There in the harbor, safe from the gale
Empty of cargo, pulled in of sails
They tipped aft to starboard as the four winds wailed
But there in the harbor they were safe from the gale.


Call Me When You Get There

The first long trip alone I made when barely ten years old.
Road a "gray dog" one late winter day till the sun was low and cold.
Momma made a lunch and snacks. Bought a pencil and a pad.
Packed them in my green knapsack with a little note that read:

Call me when you get there. Let it ring a couple times.
'Cause you know me. That I'll fret, dear. Till I know that you are fine.

Growing up I was gone a lot. Many nights away from home.
Sometimes it was a nearby spot. Sometimes the world I roamed.
As I'd leave she'd call my name. Get up close so she was heard.
In her tiny voice proclaim those now familiar words:

Call me when you get there. Let it ring a couple times.
'Cause you know me. That I'll fret, dear. Till I know that you are fine.

A smile, a wink, a lifetime blinks. Dad died, she lived alone.
A laugh, a sigh, a call to say "Hi", from her room at the senior home.

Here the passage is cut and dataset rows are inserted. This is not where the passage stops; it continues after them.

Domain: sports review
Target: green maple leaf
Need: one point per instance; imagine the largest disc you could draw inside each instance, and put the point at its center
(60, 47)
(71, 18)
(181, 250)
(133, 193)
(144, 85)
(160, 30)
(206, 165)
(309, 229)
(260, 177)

One last long trip alone I made, the night my mother died.
Her breathing short, her face so gray, no soul kiss from her eyes.
"She still might hear," a kind nurses said. "Speak slow and get down near."
Just one thought was in my head, so I whispered in her ear:

Call me when you get there. Let it ring a couple times.
'Cause you know me. That I'll fret, dear. Till I know that you are fine.

After the graveside grieving came home feeling sad and small,
The telephone was ringing. Once, twice, and that was all.